I've just signed up to a site to purchase some goods, and when I tried to enter my (reasonably secure) password I was informed it was too long, and that I should enter a password between 5 & 10 characters! What is the point in that? Who makes decisions like this? Surely the ideal password would be a really long and complicated one? Why do people insist on trying to restrict what types of passwords you can use?

Have you had to implement a login to a website? Was the login for secure purposes (e.g. purchasing goods). What (if any) restrictions did you place on the user's password? What were your reasons for the decision?

Restricting the size of a password is an attempt to save storage space. It pretty much indicates that your password is being stored plainly in their database, so they want to restrict its size. Otherwise it's just a restriction because the implementors don't know any better. Either way it's a bad sign.

You might want to contact the admins of the site and ask them about it. They should be storing hashes, not passwords, which are always the same size no matter how big the password is. There really should be no limit to the size of password you enter, nor the domain of characters you're permitted to input.

The most common reason for this is because the front-end intgrates with some old legacy system that does not handle more than a given number of characters.

Seems especially stupid, given that any half decent website does not store plaintext passwords in their database, they store a one way hash of that password (which will always be a set length depending on the algorithm used, for example sha1 is a 160 bit digest) and then rehash that password on login to make sure that the newly hashed password matches the stored one.

Other than for frontend design asthetics - I agree, it doesn't make any sense to enforce a maximum password length. Minimum length is entirely different though for obvious reasons.

The length restriction is probably due to a storage space concern, but it might be a really bad anti-scripting measure. I'd be a lot more confident if my bank told me my password was too short, rather than too long. Whenever I'm told my password is too short, or "special" characters are not allowed I think, "Oh, they must not have found my password in their dictionary... facepalm."

Any characters should be allowed. Pass phrases should be encouraged, not discouraged. They're much easier to remember than cryptic passwords and much harder to crack since they won't be in a lookup table.

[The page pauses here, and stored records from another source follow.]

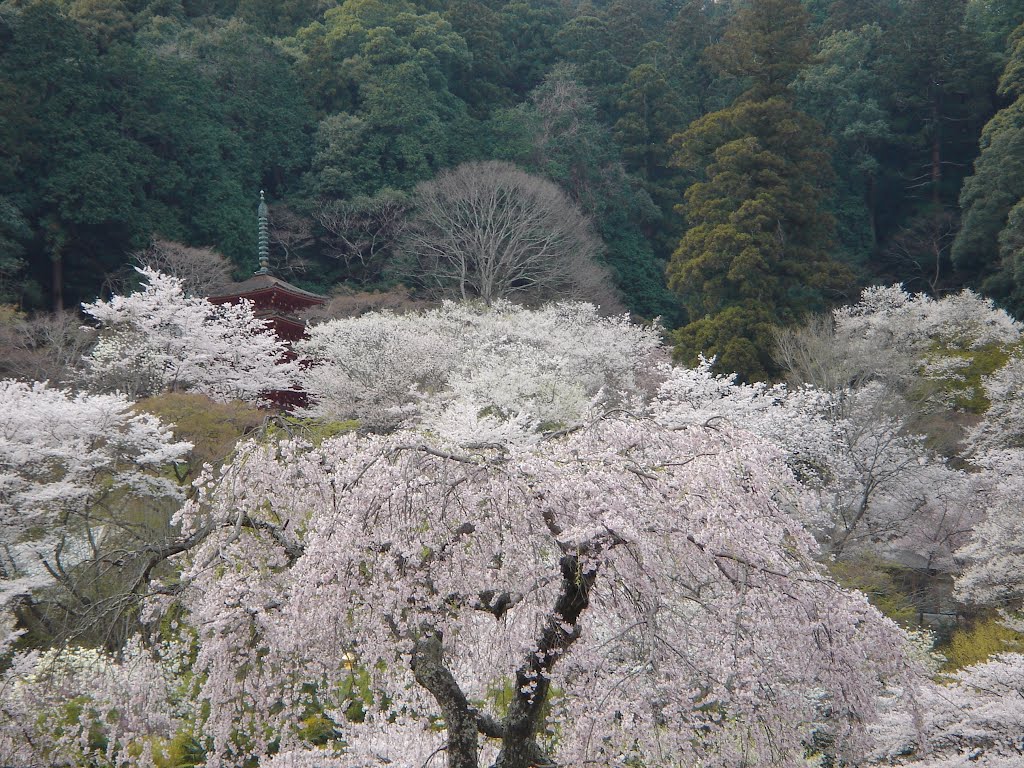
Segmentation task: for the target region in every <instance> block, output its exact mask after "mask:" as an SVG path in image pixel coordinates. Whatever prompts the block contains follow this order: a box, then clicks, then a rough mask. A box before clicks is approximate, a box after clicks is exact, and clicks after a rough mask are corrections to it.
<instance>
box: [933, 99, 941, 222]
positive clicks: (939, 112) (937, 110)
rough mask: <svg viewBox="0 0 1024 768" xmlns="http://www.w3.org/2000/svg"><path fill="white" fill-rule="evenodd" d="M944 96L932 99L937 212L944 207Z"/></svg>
mask: <svg viewBox="0 0 1024 768" xmlns="http://www.w3.org/2000/svg"><path fill="white" fill-rule="evenodd" d="M941 184H942V95H941V94H940V93H939V92H938V91H936V93H935V96H934V97H933V98H932V203H933V204H934V205H935V207H936V210H938V208H939V207H940V206H941V205H942V196H941V194H940V186H941Z"/></svg>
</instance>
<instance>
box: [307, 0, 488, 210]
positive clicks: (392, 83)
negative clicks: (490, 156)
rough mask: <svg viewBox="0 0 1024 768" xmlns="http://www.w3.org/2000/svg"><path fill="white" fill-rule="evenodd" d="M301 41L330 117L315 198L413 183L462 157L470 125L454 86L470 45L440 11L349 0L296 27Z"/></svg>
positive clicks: (312, 191) (321, 156) (324, 119)
mask: <svg viewBox="0 0 1024 768" xmlns="http://www.w3.org/2000/svg"><path fill="white" fill-rule="evenodd" d="M295 44H296V47H297V49H298V50H299V51H300V52H301V58H300V62H299V66H300V71H301V72H302V75H303V79H304V81H305V84H306V87H307V89H308V92H309V93H310V95H311V97H312V99H313V101H314V102H315V103H316V105H317V106H318V108H319V109H321V111H322V114H323V115H324V118H323V120H322V122H321V125H319V127H318V128H317V133H316V140H315V151H314V156H313V162H312V174H311V175H310V177H309V179H308V181H307V183H308V186H309V190H310V191H311V193H312V194H314V195H318V196H326V197H334V198H348V197H352V196H356V195H367V196H372V195H374V194H375V193H377V191H378V190H379V189H380V188H381V187H384V186H389V187H393V188H396V189H409V188H411V187H412V186H413V185H414V184H415V183H416V182H417V181H421V180H423V179H426V178H429V177H430V176H432V175H433V174H434V173H435V172H436V171H437V170H438V169H440V168H443V167H445V166H447V165H450V164H452V163H454V162H457V161H458V160H459V159H460V157H461V154H462V152H463V151H464V150H465V139H466V138H467V137H468V135H469V133H470V131H469V125H470V123H471V121H470V120H469V117H468V112H467V109H466V104H465V103H464V102H463V101H462V100H461V99H459V98H458V97H457V96H456V95H454V94H453V93H452V91H451V90H450V89H449V82H450V79H452V78H454V77H456V76H457V75H458V73H460V72H461V71H462V70H464V69H465V68H466V67H467V66H468V63H469V51H468V49H467V47H466V41H465V40H463V39H462V37H460V36H459V35H458V34H457V33H456V32H455V31H454V30H453V29H452V26H451V25H450V24H449V23H447V20H445V19H444V17H443V16H441V15H440V14H438V13H436V12H419V11H418V10H417V8H416V6H415V5H413V4H412V3H411V2H384V1H383V0H347V2H344V3H343V4H341V5H339V6H338V7H336V8H331V9H330V10H328V11H327V12H326V13H325V15H324V22H323V23H315V24H313V25H310V26H308V27H306V28H304V29H302V30H300V31H299V33H298V34H297V35H296V37H295Z"/></svg>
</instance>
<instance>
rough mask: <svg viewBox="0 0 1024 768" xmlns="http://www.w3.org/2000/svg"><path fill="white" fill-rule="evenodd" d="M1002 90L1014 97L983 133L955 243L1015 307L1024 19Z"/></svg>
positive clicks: (1018, 30) (977, 272) (1016, 276)
mask: <svg viewBox="0 0 1024 768" xmlns="http://www.w3.org/2000/svg"><path fill="white" fill-rule="evenodd" d="M1010 48H1011V57H1010V60H1009V61H1008V63H1007V67H1006V70H1005V71H1004V73H1002V78H1001V79H1000V81H999V95H1000V96H1002V97H1005V98H1007V99H1013V100H1012V101H1011V102H1010V103H1009V104H1008V105H1007V106H1005V108H1004V109H1002V110H1000V111H999V112H998V113H996V115H995V117H993V118H992V119H991V121H989V123H988V124H987V125H986V126H985V129H984V131H983V132H982V136H981V155H980V156H979V157H978V160H977V161H976V162H975V166H974V175H973V176H971V177H970V178H969V179H967V181H966V182H965V184H964V189H963V191H962V194H961V207H962V209H963V211H964V221H963V226H962V227H961V230H959V232H958V234H957V236H956V240H955V242H954V243H953V248H952V256H953V259H954V260H955V263H956V265H957V266H959V267H961V268H963V269H966V270H969V271H971V272H973V273H975V274H977V275H978V280H979V281H980V284H981V286H982V288H983V290H984V291H985V292H986V293H988V294H990V295H992V296H994V297H996V298H998V299H999V300H1000V301H1002V302H1005V303H1006V304H1007V305H1008V306H1010V307H1011V308H1012V309H1013V310H1014V311H1016V312H1018V313H1020V312H1021V311H1022V310H1024V248H1022V246H1024V226H1022V224H1024V25H1021V26H1020V27H1018V28H1017V30H1016V31H1015V32H1014V34H1013V35H1012V36H1011V39H1010Z"/></svg>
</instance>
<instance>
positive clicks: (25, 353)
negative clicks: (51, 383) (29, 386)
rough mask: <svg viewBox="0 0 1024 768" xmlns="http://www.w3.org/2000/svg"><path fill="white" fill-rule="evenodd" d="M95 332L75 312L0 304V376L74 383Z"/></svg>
mask: <svg viewBox="0 0 1024 768" xmlns="http://www.w3.org/2000/svg"><path fill="white" fill-rule="evenodd" d="M95 340H96V334H95V332H94V331H92V330H91V329H87V328H83V327H82V317H81V315H79V314H78V312H73V311H70V310H69V311H62V312H55V313H52V314H50V313H40V314H37V315H34V316H28V315H25V314H23V313H20V312H18V311H15V310H13V309H12V308H10V307H2V306H0V349H4V350H5V351H4V353H3V355H0V378H11V379H18V380H20V381H50V382H52V383H54V384H61V385H63V384H73V383H76V382H77V380H78V378H79V374H80V371H81V367H82V356H83V355H84V354H85V353H86V352H87V351H88V350H89V348H90V347H91V346H92V345H93V343H95Z"/></svg>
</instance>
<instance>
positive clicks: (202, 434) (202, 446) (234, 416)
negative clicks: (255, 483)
mask: <svg viewBox="0 0 1024 768" xmlns="http://www.w3.org/2000/svg"><path fill="white" fill-rule="evenodd" d="M137 408H138V410H139V411H143V412H145V413H148V414H153V415H154V416H156V417H158V418H160V420H161V421H162V422H164V423H165V424H171V425H173V427H172V429H173V431H174V436H175V438H176V439H178V440H187V441H188V442H190V443H193V450H191V451H190V452H189V454H188V466H187V467H186V468H179V469H182V470H183V471H181V472H179V474H180V475H181V477H182V479H183V478H184V477H195V476H197V475H198V474H199V472H200V471H201V470H202V468H203V466H204V465H205V464H211V465H213V466H217V465H219V464H220V463H221V462H223V461H224V460H225V459H227V458H228V457H229V456H230V455H231V453H232V451H233V449H234V444H236V443H237V442H238V441H239V440H240V439H242V438H243V437H244V436H245V435H247V434H248V433H250V432H252V431H253V430H255V429H256V428H257V427H258V426H259V425H260V424H262V423H263V419H264V414H263V413H262V412H260V411H259V410H257V409H256V408H254V407H253V406H250V404H248V403H245V402H242V401H241V400H234V401H231V402H215V401H213V400H211V399H210V398H209V397H207V396H206V395H205V394H200V393H194V392H166V393H164V394H161V395H158V396H156V397H147V398H146V399H143V400H140V401H139V402H138V406H137Z"/></svg>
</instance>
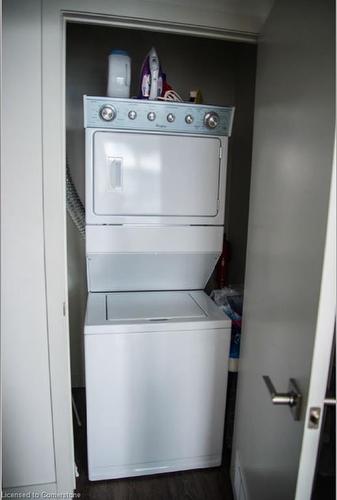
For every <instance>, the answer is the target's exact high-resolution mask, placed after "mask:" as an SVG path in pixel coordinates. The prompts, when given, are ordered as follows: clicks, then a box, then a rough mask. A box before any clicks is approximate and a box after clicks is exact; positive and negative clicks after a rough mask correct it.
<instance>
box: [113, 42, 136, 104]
mask: <svg viewBox="0 0 337 500" xmlns="http://www.w3.org/2000/svg"><path fill="white" fill-rule="evenodd" d="M130 79H131V59H130V57H129V55H128V53H127V52H125V50H119V49H114V50H112V51H111V54H110V55H109V72H108V88H107V95H108V97H124V98H128V97H130Z"/></svg>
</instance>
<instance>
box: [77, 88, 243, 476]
mask: <svg viewBox="0 0 337 500" xmlns="http://www.w3.org/2000/svg"><path fill="white" fill-rule="evenodd" d="M233 113H234V110H233V108H224V107H213V106H201V105H193V104H183V103H179V104H178V103H167V102H158V101H155V102H153V101H138V100H130V99H111V98H101V97H87V96H85V97H84V123H85V128H86V256H87V275H88V289H89V296H88V303H87V314H86V322H85V329H84V335H85V371H86V398H87V437H88V469H89V478H90V479H91V480H98V479H109V478H118V477H127V476H137V475H144V474H154V473H162V472H170V471H177V470H184V469H191V468H199V467H211V466H216V465H219V464H220V463H221V454H222V439H223V426H224V415H225V402H226V386H227V370H228V361H227V360H228V350H229V341H230V327H231V323H230V320H229V319H228V318H227V317H226V316H225V315H224V314H223V313H222V312H221V311H220V310H219V309H218V308H217V307H216V306H215V305H214V303H213V302H212V301H211V300H210V299H209V297H208V296H207V295H206V294H205V293H204V292H203V291H202V290H203V289H204V287H205V285H206V283H207V281H208V279H209V277H210V275H211V273H212V271H213V269H214V266H215V264H216V262H217V260H218V258H219V256H220V253H221V250H222V241H223V232H224V227H223V225H224V207H225V186H226V164H227V142H228V136H229V135H230V132H231V127H232V121H233Z"/></svg>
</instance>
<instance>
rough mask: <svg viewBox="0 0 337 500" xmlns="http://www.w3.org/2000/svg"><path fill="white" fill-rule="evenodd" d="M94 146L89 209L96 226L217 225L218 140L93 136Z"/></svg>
mask: <svg viewBox="0 0 337 500" xmlns="http://www.w3.org/2000/svg"><path fill="white" fill-rule="evenodd" d="M92 144H93V151H92V160H93V162H92V166H91V172H90V174H91V175H89V176H88V177H87V178H88V181H89V182H88V185H87V201H88V202H89V203H87V206H89V208H90V206H91V207H92V216H93V217H94V218H96V219H97V217H98V218H99V219H101V221H100V222H103V221H104V222H110V223H123V222H136V223H137V222H140V223H141V222H143V221H144V219H145V220H146V222H148V219H153V221H154V222H156V219H160V220H161V221H162V219H163V218H165V220H166V219H171V220H172V219H175V220H176V222H178V223H179V219H180V222H181V223H186V222H187V221H186V219H189V222H190V223H192V224H193V223H195V224H198V223H200V221H199V220H198V219H200V218H202V219H203V222H205V219H206V220H207V223H210V224H214V223H215V222H214V219H215V218H216V217H217V215H218V214H219V206H220V203H219V193H220V182H221V176H220V170H221V141H220V139H219V138H217V137H195V136H182V135H180V136H179V135H168V134H158V133H157V134H149V133H146V134H145V133H139V132H137V133H135V132H114V131H112V132H111V131H96V132H94V133H93V136H92ZM87 163H89V162H87ZM88 198H89V199H88ZM102 218H103V220H102ZM177 219H178V220H177ZM212 219H213V221H212ZM171 220H170V221H167V222H171ZM91 222H93V220H91ZM96 223H99V221H97V220H96ZM220 223H221V222H220Z"/></svg>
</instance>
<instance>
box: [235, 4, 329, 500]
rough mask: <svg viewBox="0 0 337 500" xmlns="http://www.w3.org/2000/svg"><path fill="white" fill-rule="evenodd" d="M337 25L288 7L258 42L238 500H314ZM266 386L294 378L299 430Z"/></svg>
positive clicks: (244, 336)
mask: <svg viewBox="0 0 337 500" xmlns="http://www.w3.org/2000/svg"><path fill="white" fill-rule="evenodd" d="M334 18H335V16H334V6H333V2H332V1H325V2H319V1H313V0H312V1H311V0H310V1H304V0H303V1H297V2H293V1H291V0H280V1H277V2H276V3H275V5H274V8H273V10H272V12H271V15H270V17H269V19H268V21H267V24H266V26H265V29H264V33H263V35H262V37H261V41H260V43H259V49H258V66H257V84H256V101H255V102H256V109H255V128H254V147H253V164H252V181H251V200H250V219H249V236H248V247H247V267H246V289H245V306H244V318H243V333H242V357H241V360H240V371H239V383H238V395H237V404H236V425H235V435H234V442H233V458H232V479H233V486H234V489H235V495H236V499H238V500H270V499H271V498H272V499H273V500H293V499H294V498H296V500H299V499H301V500H302V499H303V500H304V499H309V498H310V494H311V485H312V478H313V472H314V462H315V454H316V452H317V444H318V436H319V431H320V422H319V423H318V426H317V428H309V426H308V424H309V411H310V408H311V407H318V408H320V409H322V407H323V400H324V396H325V387H326V380H327V373H328V365H329V354H330V349H331V341H332V335H333V327H334V316H335V283H334V277H335V262H334V239H333V231H334V229H333V225H334V221H333V217H332V215H331V221H330V225H329V233H330V236H329V235H328V239H327V244H325V241H326V229H327V219H328V206H329V192H330V183H331V174H332V165H333V149H334V54H333V47H334V24H333V23H334ZM334 182H335V181H334ZM331 199H332V200H333V196H332V198H331ZM331 203H332V204H333V201H331ZM331 210H333V208H332V209H331ZM332 213H334V211H333V212H332ZM323 263H324V267H323ZM322 269H323V275H322ZM322 276H323V279H322ZM263 376H268V377H270V380H271V382H272V383H273V384H274V386H275V388H276V391H278V392H283V393H285V392H288V385H289V379H290V378H293V379H295V381H296V382H297V385H298V387H299V389H300V392H301V393H302V396H303V402H302V409H301V411H300V414H299V420H295V419H294V418H293V415H292V413H291V411H290V407H289V406H284V405H281V406H279V405H275V404H273V403H272V400H271V395H270V392H269V390H268V388H267V385H266V383H265V380H264V379H263Z"/></svg>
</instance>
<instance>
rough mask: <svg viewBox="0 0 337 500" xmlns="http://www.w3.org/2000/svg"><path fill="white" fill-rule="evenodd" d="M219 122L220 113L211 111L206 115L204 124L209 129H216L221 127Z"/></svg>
mask: <svg viewBox="0 0 337 500" xmlns="http://www.w3.org/2000/svg"><path fill="white" fill-rule="evenodd" d="M219 121H220V117H219V115H218V113H215V112H214V111H210V112H209V113H206V114H205V117H204V124H205V125H206V127H207V128H216V127H217V126H218V125H219Z"/></svg>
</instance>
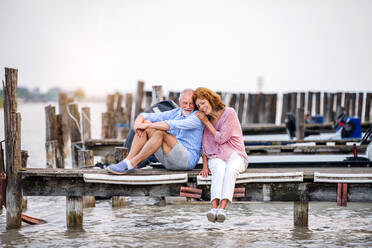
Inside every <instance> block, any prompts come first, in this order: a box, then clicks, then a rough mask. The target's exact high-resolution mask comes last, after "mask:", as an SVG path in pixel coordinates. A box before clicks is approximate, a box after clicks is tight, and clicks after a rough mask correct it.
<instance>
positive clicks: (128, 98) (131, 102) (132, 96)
mask: <svg viewBox="0 0 372 248" xmlns="http://www.w3.org/2000/svg"><path fill="white" fill-rule="evenodd" d="M132 103H133V95H132V94H131V93H127V94H125V106H124V107H125V113H126V115H127V117H128V132H129V125H130V123H132ZM127 134H128V133H127Z"/></svg>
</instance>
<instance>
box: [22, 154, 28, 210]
mask: <svg viewBox="0 0 372 248" xmlns="http://www.w3.org/2000/svg"><path fill="white" fill-rule="evenodd" d="M21 157H22V165H21V167H22V169H26V168H27V159H28V152H27V151H24V150H22V151H21ZM26 209H27V196H23V197H22V210H26Z"/></svg>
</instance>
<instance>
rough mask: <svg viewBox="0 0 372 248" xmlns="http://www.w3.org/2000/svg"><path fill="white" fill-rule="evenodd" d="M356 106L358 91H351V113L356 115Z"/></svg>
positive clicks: (350, 114)
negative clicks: (356, 91)
mask: <svg viewBox="0 0 372 248" xmlns="http://www.w3.org/2000/svg"><path fill="white" fill-rule="evenodd" d="M355 107H356V93H351V106H350V108H351V110H350V115H351V116H355Z"/></svg>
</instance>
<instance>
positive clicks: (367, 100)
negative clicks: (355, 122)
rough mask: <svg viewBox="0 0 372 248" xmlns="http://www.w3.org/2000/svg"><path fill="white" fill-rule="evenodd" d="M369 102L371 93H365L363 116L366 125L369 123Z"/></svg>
mask: <svg viewBox="0 0 372 248" xmlns="http://www.w3.org/2000/svg"><path fill="white" fill-rule="evenodd" d="M371 102H372V93H367V96H366V108H365V116H364V122H366V123H368V122H369V121H370V113H371Z"/></svg>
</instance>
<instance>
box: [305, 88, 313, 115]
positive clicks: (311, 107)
mask: <svg viewBox="0 0 372 248" xmlns="http://www.w3.org/2000/svg"><path fill="white" fill-rule="evenodd" d="M306 114H308V115H312V114H313V92H311V91H309V92H308V93H307V112H306Z"/></svg>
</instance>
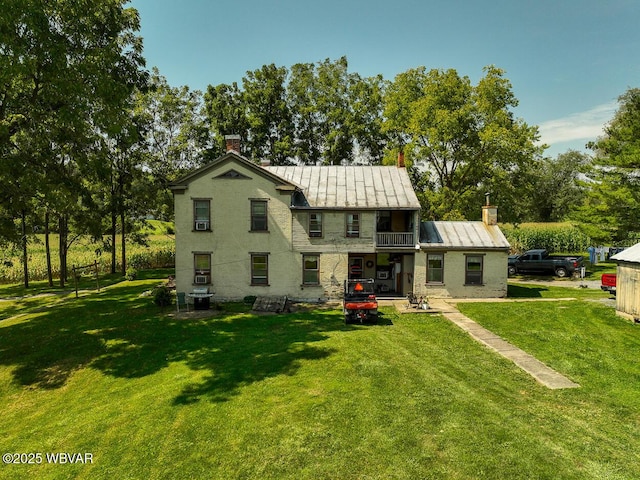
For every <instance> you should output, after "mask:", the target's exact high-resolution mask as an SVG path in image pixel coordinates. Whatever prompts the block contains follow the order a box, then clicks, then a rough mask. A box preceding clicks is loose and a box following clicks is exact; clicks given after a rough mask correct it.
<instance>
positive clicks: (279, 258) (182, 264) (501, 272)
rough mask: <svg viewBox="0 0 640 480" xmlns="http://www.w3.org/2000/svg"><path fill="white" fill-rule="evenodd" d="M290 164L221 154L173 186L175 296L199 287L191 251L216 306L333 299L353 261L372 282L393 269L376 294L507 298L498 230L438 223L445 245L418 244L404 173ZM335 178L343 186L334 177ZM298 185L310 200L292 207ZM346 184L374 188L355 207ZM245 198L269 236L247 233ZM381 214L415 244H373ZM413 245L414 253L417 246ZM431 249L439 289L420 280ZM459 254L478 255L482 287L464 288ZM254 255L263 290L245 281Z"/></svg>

Some (poorly designed) websites have maximum password lengths for a simple reason: that's all the space they have in their database to store your password. There's a good chance they're not hashing it or processing it at all, meaning it's stored in plain text. Websites like that I use one use, throw-away passwords for every time. It's a poor design, and it's unfortunate that people still use it.

It could be that the algorithm they use for encryption doesn't work well with large passwords or that they only have limited storage to store it. Both are very poor reasons, I know, but it's possible.

If I were to make password rules, it would only be things to protect users, like forcing them to use at least one special character and number or mixing lower and upper case.

A case-insensitive 10 character alphanumeric password has 839,299,365,868,340,224 possible permutations. It's going to take a few ice ages to brute force this assuming it can check 1 million per second. That's secure enough for me.

The "best" reason is probably so you can remember the password.

It could be because they are storing your password as plain text and are trying to save space, but it might also be to try and stop people making their passwords really long and then forgetting them, which means that the company has to send an email with your password, which is a bit of a hassle.

The only possible reason to limit a password in that manner would be to simplify the database table, and that's a bad reason. Long, complicated passwords should be allowed!

Futhermore, the site should not be storing the password at all, but rather storing a crypto hash. Since the hash is a fixed size, that makes the database very simple and storage requirements small.